«Para defender a nobre Causa
regionalista em prol do bem comum, só se exige que sejamos bons portugueses,
bons regionalistas e amantes do torrão natal.» (Joaquim Dias Pereira, in
«Região das Beiras», 30-4-43).
Esqueça
o leitor que vive em 1980, recue a 1930 e, nuns ou noutros casos, sectores ou
aldeias, a décadas mais recentes, mesmo e porque não a princípios do ano
anterior.
Veja
o programa:
Não
havia estradas entre as várias povoações e o exterior, apesar do Colmeal
figurar, desde o século anterior, como «servido» pela lendária e nunca
concluída estrada Góis a Cebola (hoje S. Jorge da Beira).
É
preciso também não esquecer que escolas havia duas (masculina e feminina),
ambas na sede da freguesia.
Desconhecia-se
o telefone, os registos, valores declarados e encomendas postais.
Como
iluminação caseira utilizava-se a candeia alimentada a borras de azeite ou
petróleo, embora a sede concelhia tivesse sido electrificada antes, mesmo, de
algumas cidades.
O «abastecimento»
de água, em todas as aldeias, era o famigerado e anti-higiénico «chafurdo».
Grave,
também, era quando qualquer um adoecia. Tinha que ir alguém, dezenas de
quilómetros, a pé, requisitar o clínico e à freguesia se deslocavam
heroicamente, a pé, ou a cavalo, os médicos de Góis, Arganil ou Pampilhosa da
Serra. Depois, não menos heroicamente, lá voltava o mesmo «portador» ou outro a
percorrer os mesmos 30 ou 40 quilómetros (ida e volta), para adquirir os
remédios.
E
quando era necessário gelo para aplicar em qualquer enfermo? Para o gelo se
derreter o mínimo possível, a distância Arganil-Colmeal, ou outras povoações,
tinha de ser palmilhada de noite e, mesmo assim, perdia-se metade do gelo.
Já
fizeram uma ideia, mesmo superficial, o que era um saco de gelo e serradura às
costas, percorrer de noite, na maioria dos casos sem luar, o percurso Arganil,
Lomba, Portal do Lourenço, Fonte do Asno, Aveleira, Selada do Escudeiro, Cabeço
do Gato, Sentada da Panasqueira, Covil, Laigieira, Sentada do Chiqueiro, Relva
do Meio, Sancho, etc., etc.?
Embora
civilização, cultura e humanismo fossem vocábulos a que alguns portugueses,
mesmo antes da época Renascentista, souberam dar um sentido real e mesmo
actuante, tais séculos passados eram pura e simplesmente desconhecidos no
Colmeal, como na Beira-Serra em geral.
Civilização
não havia, imperava o analfabetismo; e tudo, em todas as actividades da vida,
era desumano.
Para
este efeito contribuíam, em parte, as serras.
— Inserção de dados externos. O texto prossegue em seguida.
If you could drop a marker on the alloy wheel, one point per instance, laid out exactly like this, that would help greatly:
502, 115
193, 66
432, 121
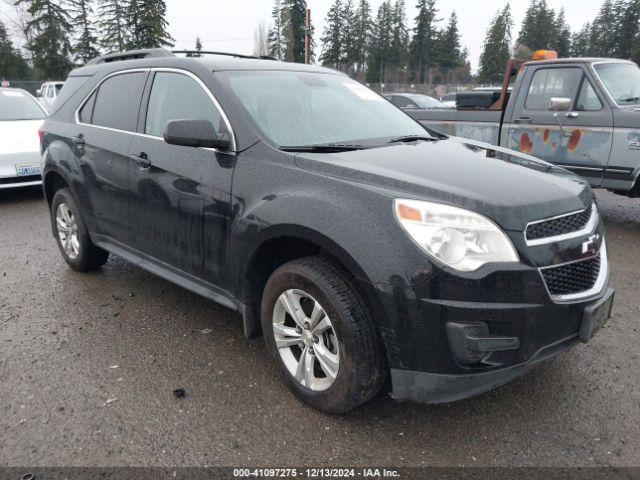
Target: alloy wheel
306, 340
67, 231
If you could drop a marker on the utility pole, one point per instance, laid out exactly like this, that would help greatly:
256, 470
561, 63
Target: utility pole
307, 38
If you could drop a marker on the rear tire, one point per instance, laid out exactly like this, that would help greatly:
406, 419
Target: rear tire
340, 348
72, 236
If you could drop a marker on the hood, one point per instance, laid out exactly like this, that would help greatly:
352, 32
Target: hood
19, 136
512, 189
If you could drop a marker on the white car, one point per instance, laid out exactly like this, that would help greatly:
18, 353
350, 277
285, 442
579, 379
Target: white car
48, 92
21, 117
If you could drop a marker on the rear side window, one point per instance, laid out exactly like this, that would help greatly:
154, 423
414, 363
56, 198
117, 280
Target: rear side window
66, 90
118, 101
178, 97
86, 112
548, 83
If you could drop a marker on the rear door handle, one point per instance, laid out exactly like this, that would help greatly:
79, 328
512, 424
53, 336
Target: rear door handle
522, 120
141, 160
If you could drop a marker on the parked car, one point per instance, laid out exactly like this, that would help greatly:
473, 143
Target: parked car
20, 118
448, 100
48, 93
357, 243
413, 101
581, 114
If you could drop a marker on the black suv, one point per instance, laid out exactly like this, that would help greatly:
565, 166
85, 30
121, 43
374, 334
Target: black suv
361, 245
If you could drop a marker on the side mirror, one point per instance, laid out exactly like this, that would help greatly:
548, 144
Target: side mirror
560, 104
195, 133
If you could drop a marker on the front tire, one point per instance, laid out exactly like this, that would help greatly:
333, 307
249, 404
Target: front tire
319, 332
72, 236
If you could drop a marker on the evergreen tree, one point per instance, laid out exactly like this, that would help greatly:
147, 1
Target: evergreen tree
580, 41
563, 35
12, 65
602, 41
381, 44
450, 55
332, 38
400, 37
49, 31
84, 47
148, 24
276, 38
294, 29
349, 21
113, 24
362, 28
423, 50
539, 28
627, 30
496, 52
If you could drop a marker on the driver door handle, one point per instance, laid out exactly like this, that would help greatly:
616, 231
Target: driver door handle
522, 120
141, 160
As serras que envolviam a
freguesia tinham uma personalidade própria. Eram
seres que viviam, sentiam e se comoviam com os sacrifícios do homem que,
carregado ou não, as subia e descia. Só o rio, ao fundo do vale, onde as
mulheres lavavam a roupa, os homens se banhavam nus como vieram ao mundo e
movia os moinhos, se mostrava indiferente. A personalidade das serras do
interior revelava-se com nitidez na sua influência sobre o atraso do homem. O
homem regionalista no entanto, um dia, havia de dominar, alterar a sua
fisionomia e deixar de se influenciar com a serra rasgando-lhe estradas.
*
E
quando a doença era grave e o médico aconselhava o transporte do enfermo para
Góis?
Fazem,
igualmente, uma pequena ideia do que era transportar um doente em maca, durante
15 quilómetros, sempre por carreiro de cabras, através de montes e vales?
Em
face do isolamento total e mais tarde parcial, quantos conterrâneos, de todas
as aldeias da freguesia, vieram a falecer antes da chegada do médico, dos
medicamentos, ou na maca em direcção ao hospital mais próximo?
Também
à falta de melhor, as parturientes eram assistidas por curiosas experientes mas
irresponsáveis e os óbitos emitidos, sem qualquer competência, pelo regedor.
Igualmente
dinheiro não havia, nem onde o ganhar. O pouco que as leiras produziam, numa
agricultura rudimentar e arcaica, tal como hoje, era insuficiente para
alimentar uma casa de família. Para liquidarem os géneros alimentícios que a
terra não produzia nem produz, peças de vestuário ou utensílios domésticos,
migravam os homens periodicamente para o Alentejo, outras províncias ou Lisboa,
durante alguns meses, onde se dedicavam à ceifa, apanha da azeitona e uva, ou
na capital a actividades livres (moços de fretes das praças abastecedoras,
«Almeidas», engraxadores, etc.). Quando da sementeira ou recolhimento,
regressavam sempre com algum pecúlio para pagar as dívidas.
A
freguesia não tinha nada de nada. Aquilo a que a União Progressiva da Freguesia
do Colmeal se propunha era a esperança num porvir melhor, mas, simultaneamente,
e parcialmente, o impossível.
Impossível
sob a mesma bandeira, a eliminação das mais primárias carências das várias e
dispersas aldeias colmealenses, pela grandiosidade dos problemas existentes em
todas elas, como, fundamentalmente, pela falta de apoio material dispensado à
União Progressiva da Freguesia do Colmeal.
Durante
vários anos de existência a União Progressiva da Freguesia do Colmeal, com um
número de sócios na ordem da centena e uma receita ínfima – as quotas variavam
entre 1$00 e os 2$50 – as possibilidades eram poucas ou nenhumas. Tal como a
vaca necessita de bom pasto para «fabricar» leite de qualidade para amamentar
as crias, também a União necessitava de muitos e bons sócios de toda a
freguesia e do apoio económico das populações para, assim, concretizar os
anseios das mesmas.
Como
podiam os colmealenses de toda a freguesia ajudar materialmente se não possuíam
nem dinheiro para adquirir os géneros alimentícios ou as coisas mais primárias
para a casa de cada um?
Por
este importante facto esse imprescindível apoio nunca existiu em termos reais,
talvez até por terem concluído ser muito mais fácil e mais rápido os naturais
de cada aldeia resolverem entre si os seus próprios problemas, como se veio a
verificar.
A
almejada e idealizada «solidariedade de todos os naturais da freguesia» não foi
viável, apesar do primeiro melhoramento ter sido executado fora do Colmeal.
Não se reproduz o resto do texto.